Buntine Wray
College of Engineering and Computer Science, VinUniversity, Hanoi 100000, Vietnam.
Faculty of Data Science and AI, Monash University, Clayton, VIC 3800, Australia.
Entropy (Basel). 2022 Nov 22;24(12):1703. doi: 10.3390/e24121703.

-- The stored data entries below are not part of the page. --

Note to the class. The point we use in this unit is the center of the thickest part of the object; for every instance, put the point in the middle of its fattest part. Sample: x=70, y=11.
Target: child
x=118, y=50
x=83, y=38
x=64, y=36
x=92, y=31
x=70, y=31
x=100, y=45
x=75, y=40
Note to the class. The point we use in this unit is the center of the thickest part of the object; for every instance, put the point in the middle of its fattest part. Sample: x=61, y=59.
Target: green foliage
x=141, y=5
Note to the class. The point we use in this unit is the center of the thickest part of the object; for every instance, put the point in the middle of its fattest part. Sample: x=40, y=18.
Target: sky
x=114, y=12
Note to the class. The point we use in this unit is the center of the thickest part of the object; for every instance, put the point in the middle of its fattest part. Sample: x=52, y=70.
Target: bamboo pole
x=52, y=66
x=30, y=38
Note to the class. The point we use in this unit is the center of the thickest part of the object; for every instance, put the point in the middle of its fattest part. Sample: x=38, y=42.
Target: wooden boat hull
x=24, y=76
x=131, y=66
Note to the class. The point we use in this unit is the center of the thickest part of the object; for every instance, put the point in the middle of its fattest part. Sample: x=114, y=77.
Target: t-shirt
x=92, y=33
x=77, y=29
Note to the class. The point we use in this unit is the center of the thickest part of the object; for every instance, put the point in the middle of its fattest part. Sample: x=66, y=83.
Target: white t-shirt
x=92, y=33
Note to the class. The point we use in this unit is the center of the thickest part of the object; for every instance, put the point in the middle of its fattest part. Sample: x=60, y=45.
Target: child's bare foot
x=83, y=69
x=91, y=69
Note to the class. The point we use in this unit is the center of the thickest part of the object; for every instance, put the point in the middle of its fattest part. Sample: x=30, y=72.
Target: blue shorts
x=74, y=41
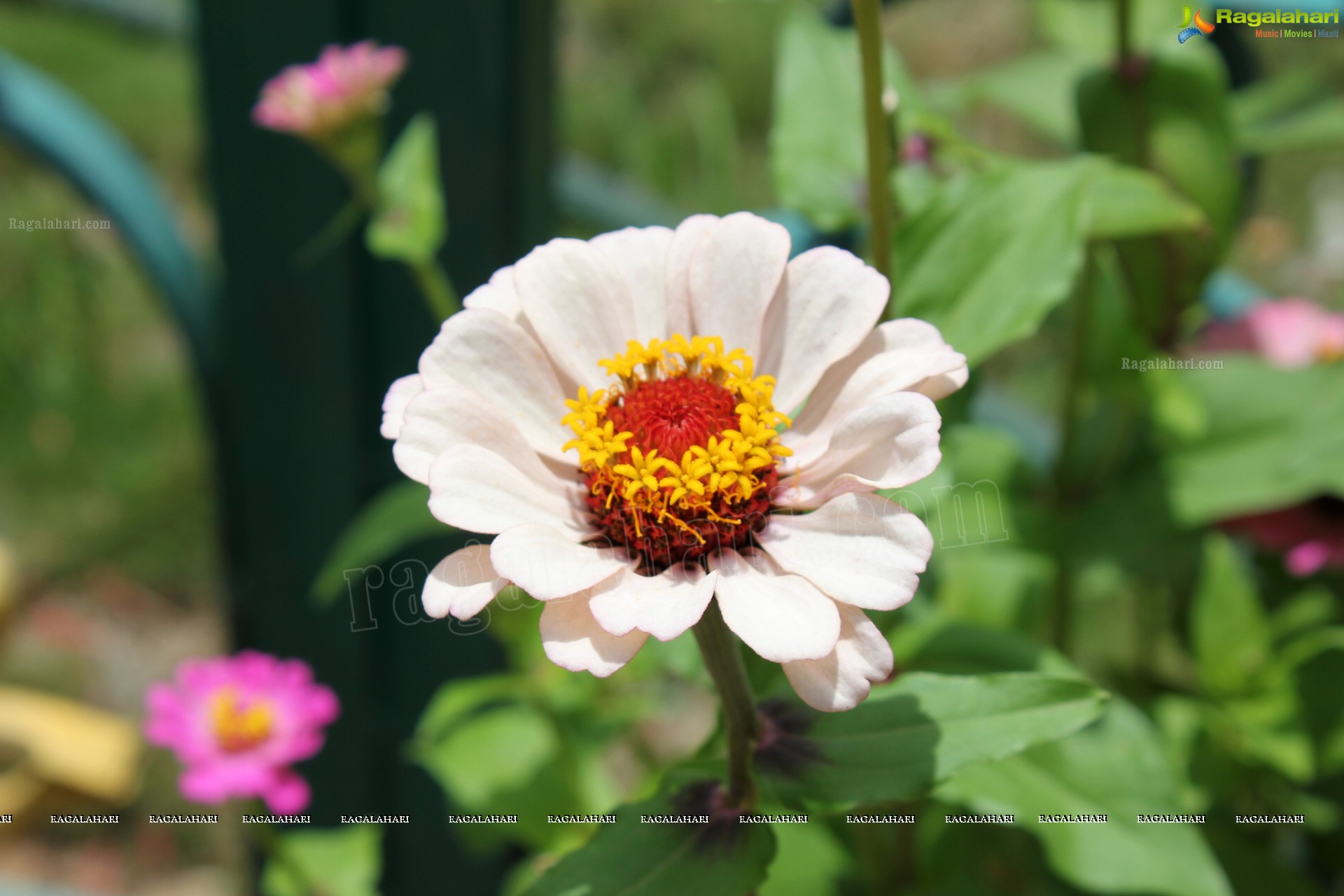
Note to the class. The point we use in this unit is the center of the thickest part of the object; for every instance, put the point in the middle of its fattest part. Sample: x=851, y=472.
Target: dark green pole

Hierarchical stochastic processes, such as the hierarchical Dirichlet process, hold an important position as a modelling tool in statistical machine learning, and are even used in deep neural networks. They allow, for instance, networks of probability vectors to be used in general statistical modelling, intrinsically supporting information sharing through the network. This paper presents a general theory of hierarchical stochastic processes and illustrates its use on the gamma process and the generalised gamma process. In general, most of the convenient properties of hierarchical Dirichlet processes extend to the broader family. The main construction for this corresponds to estimating the moments of an infinitely divisible distribution based on its cumulants. Various equivalences and relationships can then be applied to networks of hierarchical processes. Examples given demonstrate the duplication in non-parametric research, and presents plots of the Pitman-Yor distribution.
分层随机过程,如实数分层狄利克雷过程,在统计机器学习中作为一种建模工具占据重要地位,甚至在深度神经网络中也有应用。例如,它们允许概率向量网络用于一般统计建模,本质上支持通过网络进行信息共享。本文提出了分层随机过程的一般理论,并说明了其在伽马过程和广义伽马过程中的应用。一般来说,分层狄利克雷过程的大多数便利性质都扩展到了更广泛的族。对此的主要构造对应于基于无穷可分分布的累积量估计其矩。然后可以将各种等价关系和关系应用于分层过程网络。给出的例子展示了非参数研究中的重复情况,并给出了皮特曼 - 约尔分布的图表。